Lorsque l’on n’est plus en poste, on oublie certaine réalités.
Relativisons… Mes journées étaient-elles réellement toutes aussi chargées que celle décrite ci-dessus? Si l’on ne compte que les événements dont j’étais à l’origine, voire ceux que je pilotais, en soustrayant ceux auxquels je ne faisais que de la ‘figuration’… n’arrive-t-on pas à un décompte plus modeste qui correspond davantage au chiffre atteint dans une journée de recherche?
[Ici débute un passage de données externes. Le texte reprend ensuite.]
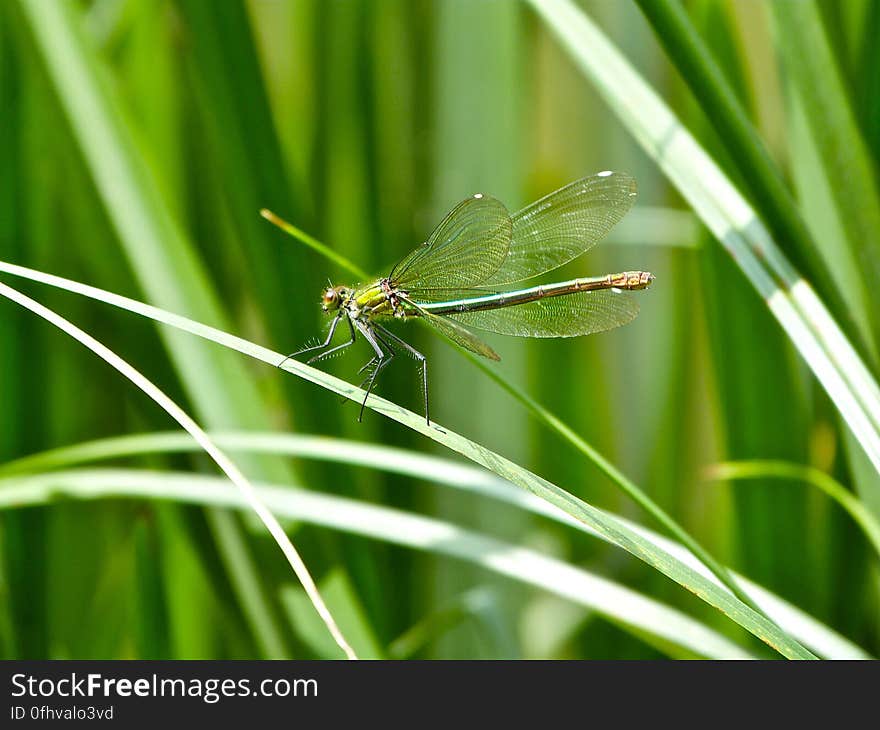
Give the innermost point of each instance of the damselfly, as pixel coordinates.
(462, 276)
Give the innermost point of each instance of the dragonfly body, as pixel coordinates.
(462, 277)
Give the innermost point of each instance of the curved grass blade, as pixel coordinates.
(762, 469)
(617, 603)
(469, 344)
(726, 213)
(163, 261)
(611, 528)
(420, 466)
(223, 461)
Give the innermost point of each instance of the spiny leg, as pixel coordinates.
(418, 356)
(381, 361)
(327, 353)
(333, 325)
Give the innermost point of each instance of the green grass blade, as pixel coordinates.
(813, 71)
(728, 215)
(760, 469)
(418, 466)
(161, 258)
(718, 100)
(616, 602)
(606, 525)
(555, 424)
(226, 465)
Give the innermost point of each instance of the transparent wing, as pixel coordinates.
(468, 246)
(563, 225)
(458, 334)
(572, 315)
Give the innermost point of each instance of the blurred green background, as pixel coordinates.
(363, 122)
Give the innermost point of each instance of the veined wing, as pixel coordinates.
(467, 247)
(458, 334)
(571, 315)
(563, 225)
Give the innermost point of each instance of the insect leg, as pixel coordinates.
(418, 356)
(381, 361)
(327, 353)
(333, 325)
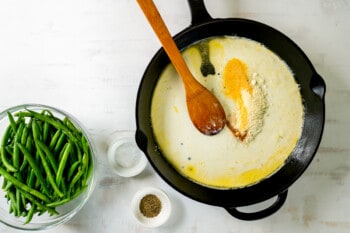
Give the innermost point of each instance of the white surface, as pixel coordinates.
(88, 56)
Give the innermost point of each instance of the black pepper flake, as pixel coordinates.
(150, 206)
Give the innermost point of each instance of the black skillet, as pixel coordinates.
(312, 89)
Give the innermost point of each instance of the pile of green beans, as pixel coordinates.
(45, 162)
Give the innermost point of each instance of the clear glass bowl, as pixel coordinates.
(66, 211)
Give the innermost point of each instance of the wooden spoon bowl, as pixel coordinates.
(204, 109)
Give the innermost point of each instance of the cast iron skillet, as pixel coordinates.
(312, 88)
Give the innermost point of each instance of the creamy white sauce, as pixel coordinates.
(224, 161)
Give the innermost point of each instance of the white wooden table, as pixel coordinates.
(88, 56)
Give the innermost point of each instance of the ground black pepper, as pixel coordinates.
(150, 206)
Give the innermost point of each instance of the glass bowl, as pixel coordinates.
(64, 211)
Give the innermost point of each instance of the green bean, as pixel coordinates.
(23, 186)
(44, 161)
(16, 155)
(36, 131)
(54, 139)
(72, 169)
(34, 165)
(59, 144)
(46, 131)
(49, 155)
(30, 214)
(39, 204)
(62, 164)
(12, 121)
(49, 174)
(4, 160)
(13, 202)
(75, 179)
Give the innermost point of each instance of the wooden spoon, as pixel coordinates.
(205, 111)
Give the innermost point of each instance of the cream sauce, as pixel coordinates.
(273, 116)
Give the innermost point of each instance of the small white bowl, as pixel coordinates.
(165, 211)
(125, 157)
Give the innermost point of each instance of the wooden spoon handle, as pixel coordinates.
(154, 18)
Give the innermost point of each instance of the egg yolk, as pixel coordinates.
(236, 80)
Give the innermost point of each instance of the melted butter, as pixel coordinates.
(236, 80)
(223, 162)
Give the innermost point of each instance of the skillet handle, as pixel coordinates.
(281, 198)
(199, 13)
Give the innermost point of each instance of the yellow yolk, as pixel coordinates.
(235, 81)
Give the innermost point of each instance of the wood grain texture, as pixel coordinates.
(88, 57)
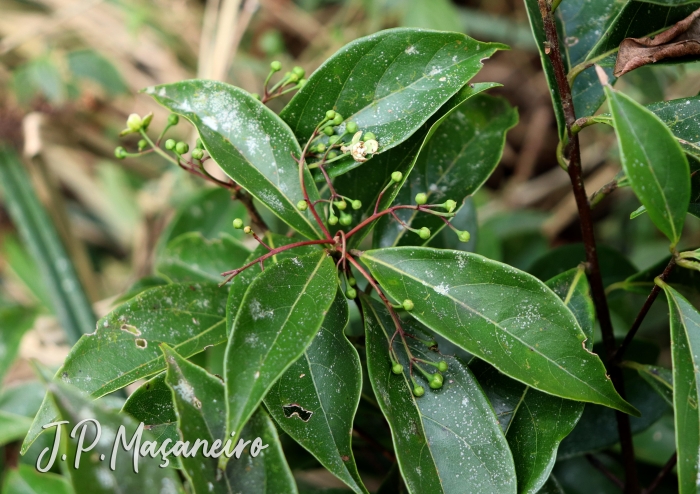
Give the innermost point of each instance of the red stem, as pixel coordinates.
(394, 316)
(302, 165)
(375, 216)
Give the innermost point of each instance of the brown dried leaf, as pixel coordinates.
(681, 40)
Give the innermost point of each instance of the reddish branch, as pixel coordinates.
(616, 357)
(593, 268)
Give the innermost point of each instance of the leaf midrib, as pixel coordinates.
(566, 371)
(642, 148)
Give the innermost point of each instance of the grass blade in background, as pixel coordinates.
(70, 304)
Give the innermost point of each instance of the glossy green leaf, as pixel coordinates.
(268, 473)
(597, 428)
(240, 283)
(643, 281)
(682, 116)
(685, 348)
(14, 322)
(27, 480)
(189, 317)
(94, 473)
(615, 267)
(455, 443)
(305, 401)
(152, 404)
(534, 422)
(201, 411)
(537, 27)
(552, 486)
(210, 212)
(653, 162)
(248, 141)
(70, 303)
(534, 338)
(273, 328)
(191, 257)
(389, 83)
(199, 406)
(657, 377)
(367, 183)
(453, 164)
(541, 421)
(18, 405)
(582, 23)
(636, 20)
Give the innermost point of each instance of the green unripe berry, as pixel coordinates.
(134, 122)
(464, 236)
(436, 383)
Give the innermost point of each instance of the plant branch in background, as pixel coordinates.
(587, 231)
(619, 354)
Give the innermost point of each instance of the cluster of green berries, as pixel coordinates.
(350, 291)
(295, 78)
(137, 124)
(238, 225)
(435, 380)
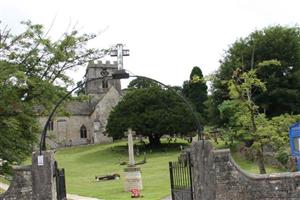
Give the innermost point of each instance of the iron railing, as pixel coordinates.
(181, 179)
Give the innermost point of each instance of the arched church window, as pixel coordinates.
(83, 132)
(50, 126)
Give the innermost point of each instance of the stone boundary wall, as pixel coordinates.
(33, 182)
(217, 177)
(21, 186)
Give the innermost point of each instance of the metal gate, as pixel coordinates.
(181, 179)
(60, 183)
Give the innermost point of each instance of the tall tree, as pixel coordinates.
(151, 112)
(195, 89)
(278, 43)
(33, 72)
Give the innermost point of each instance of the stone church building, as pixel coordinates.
(86, 121)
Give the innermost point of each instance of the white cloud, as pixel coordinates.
(166, 38)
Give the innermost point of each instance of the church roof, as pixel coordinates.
(79, 108)
(83, 108)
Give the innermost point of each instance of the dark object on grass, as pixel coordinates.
(108, 177)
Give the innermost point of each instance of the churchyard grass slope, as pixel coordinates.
(83, 163)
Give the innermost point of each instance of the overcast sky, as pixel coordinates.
(166, 38)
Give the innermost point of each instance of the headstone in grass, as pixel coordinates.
(133, 178)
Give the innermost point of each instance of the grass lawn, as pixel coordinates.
(4, 180)
(252, 167)
(83, 163)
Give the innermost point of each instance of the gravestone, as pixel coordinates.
(133, 178)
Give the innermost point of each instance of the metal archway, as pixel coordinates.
(118, 75)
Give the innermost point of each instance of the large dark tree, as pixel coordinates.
(195, 90)
(277, 44)
(151, 112)
(33, 72)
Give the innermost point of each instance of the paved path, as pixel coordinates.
(167, 198)
(76, 197)
(69, 196)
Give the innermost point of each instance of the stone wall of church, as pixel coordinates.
(66, 131)
(94, 70)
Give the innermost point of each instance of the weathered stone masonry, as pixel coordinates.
(33, 182)
(217, 177)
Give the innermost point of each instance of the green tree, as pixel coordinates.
(151, 112)
(278, 43)
(33, 72)
(247, 123)
(196, 91)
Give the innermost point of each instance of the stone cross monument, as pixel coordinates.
(130, 133)
(133, 178)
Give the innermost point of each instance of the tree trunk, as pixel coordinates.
(154, 140)
(260, 161)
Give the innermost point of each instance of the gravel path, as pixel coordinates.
(69, 196)
(167, 198)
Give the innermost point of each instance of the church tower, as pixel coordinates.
(101, 86)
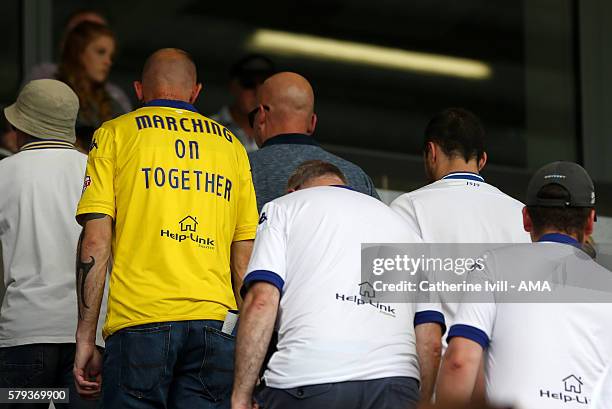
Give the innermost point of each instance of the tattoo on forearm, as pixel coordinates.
(83, 269)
Cela dit, ce manager dans mon atelier pointe un fait central de toute transition: puisqu’on y travaille majoritairement seul, on devient le seul moteur de son activité. Et ce n’est pas simple, en termes de gestion de son temps, d’efficacité de ses actions et donc au final de motivation…
Il est très facile de trouver que l’on n’avance pas beaucoup, voire trop peu et donc qu’on ne s’en sortira jamais. D’où une grande démotivation. Ou bien une fuite en avant dans des actions chronophages mais dont l’efficacité reste à prouver (du type passer plus de temps à éplucher les sites d’annonces ou faire du lèche-vitrine sur LinkedIn…), mais qui -et ca c’est certain- finissent par fatiguer.

Je l’ai dit ailleurs (cf. le post: ‘l’éloge de la routine’): une transition prend du temps, c’est un travail de longue haleine, il faut faire attention à la manière de s’y prendre, se fixer des routines est recommandé. Je vais rajouter deux commentaires simples à suivre et mettre en œuvre.

Donnez-vous des limites:
Fonctionnez en ‘sprints’ et appliquez donc la règle suivante: je ne travaille que par phases de 90 minutes et je les sépare de 30 à 60 minutes durant lesquelles je me change les idées car je ne travaille pas sur ma recherche. Je peux néanmoins travailler ainsi 6 heures minimum par jour, ce qui est très bien et surtout, vous verrez, moins fatigant.

Donnez-vous des objectifs:
Mesurez-vous à vous-même! Voyez si vous êtes capables de commencer et finir certaines actions durant l’un de ces sprints ou si vous en avez besoin de plusieurs… je vous recommande d’écrire une ‘to-do list’ qui comporte des ‘deadlines’ du type « il faut que j’aie fini ceci avant… ». Prenez comme unité de mesure chaque sprint, chaque jour, chaque semaine.

Je ne prétends pas pouvoir avec de si simples petits outils combler vos doutes, ni vous redonner le moral… Je pense en revanche qu’il n’y a aucun intérêt à ne pas appliquer de méthodes durant votre travail de transition. Je crois que ces ‘trucs’ peuvent grandement vous aider dans votre démarche et contribuer à ce que vous travailliez mieux, à ce que vous ayez une meilleure efficacité. Essayez!